During the Hollywood strikes, we asked you how you were making ends meet.

More than 100 people responded to our survey, and LAist interviewed dozens more. Many shared how the strikes’ effects on their finances put them in dire straits, while others scraped by with odd jobs. Some union members lost insurance, while others worried about banking enough hours after the strike to keep it.

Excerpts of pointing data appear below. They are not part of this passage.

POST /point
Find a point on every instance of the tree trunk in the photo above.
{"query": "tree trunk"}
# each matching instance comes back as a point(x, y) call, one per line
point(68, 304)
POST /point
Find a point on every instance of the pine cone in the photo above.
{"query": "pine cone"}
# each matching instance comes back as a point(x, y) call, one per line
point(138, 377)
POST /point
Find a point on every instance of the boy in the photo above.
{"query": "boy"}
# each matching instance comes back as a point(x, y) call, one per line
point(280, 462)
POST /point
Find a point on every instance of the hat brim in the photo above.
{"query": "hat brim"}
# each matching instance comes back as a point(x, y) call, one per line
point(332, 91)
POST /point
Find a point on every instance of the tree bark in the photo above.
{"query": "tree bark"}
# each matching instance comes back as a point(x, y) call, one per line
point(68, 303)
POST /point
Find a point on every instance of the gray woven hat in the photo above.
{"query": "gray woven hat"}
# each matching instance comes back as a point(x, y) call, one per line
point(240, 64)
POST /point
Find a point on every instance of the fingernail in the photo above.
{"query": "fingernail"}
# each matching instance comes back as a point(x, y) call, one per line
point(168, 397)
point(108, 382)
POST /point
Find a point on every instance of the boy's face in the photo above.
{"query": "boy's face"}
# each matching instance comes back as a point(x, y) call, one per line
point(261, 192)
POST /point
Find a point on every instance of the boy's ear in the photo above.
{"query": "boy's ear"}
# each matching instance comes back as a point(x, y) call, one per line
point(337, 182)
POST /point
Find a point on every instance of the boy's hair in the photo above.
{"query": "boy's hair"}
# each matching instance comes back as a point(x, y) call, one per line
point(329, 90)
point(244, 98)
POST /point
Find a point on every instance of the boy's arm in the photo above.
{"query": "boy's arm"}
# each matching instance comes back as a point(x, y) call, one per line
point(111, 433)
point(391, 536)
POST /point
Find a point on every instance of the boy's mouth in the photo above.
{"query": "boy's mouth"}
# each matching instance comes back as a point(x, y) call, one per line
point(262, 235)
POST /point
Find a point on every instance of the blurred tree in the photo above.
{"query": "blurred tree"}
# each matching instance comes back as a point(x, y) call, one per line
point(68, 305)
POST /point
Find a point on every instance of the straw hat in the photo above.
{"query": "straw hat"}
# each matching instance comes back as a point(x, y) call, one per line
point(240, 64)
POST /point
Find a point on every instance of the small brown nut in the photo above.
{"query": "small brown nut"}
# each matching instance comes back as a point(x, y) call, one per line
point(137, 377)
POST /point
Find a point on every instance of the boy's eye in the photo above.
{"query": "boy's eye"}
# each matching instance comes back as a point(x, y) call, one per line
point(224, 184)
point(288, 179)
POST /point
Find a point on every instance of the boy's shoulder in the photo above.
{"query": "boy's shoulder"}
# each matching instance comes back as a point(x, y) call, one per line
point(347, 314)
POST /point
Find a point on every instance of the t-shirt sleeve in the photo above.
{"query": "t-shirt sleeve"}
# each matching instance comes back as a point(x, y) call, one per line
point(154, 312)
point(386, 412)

We now have news of a tentative deal to end the SAG-AFTRA strike at just after midnight Wednesday, Nov. 8. Still, the effects of the work stoppages — even as the writers and actors are back on the job — will linger. We recently followed up with four people interviewed earlier in the year to learn how their situations have changed.

Losing home

Mario Colli-Moon, who was on LAist’s Retake podcast in April, is an IATSE 728 member and lighting technician. Before the strikes, his days were usually about hauling equipment, and making sure lights were turned on and positioned well. It’s the kind of job that’s also useful outside of the entertainment industry, but Colli-Moon wasn’t interested in leaving.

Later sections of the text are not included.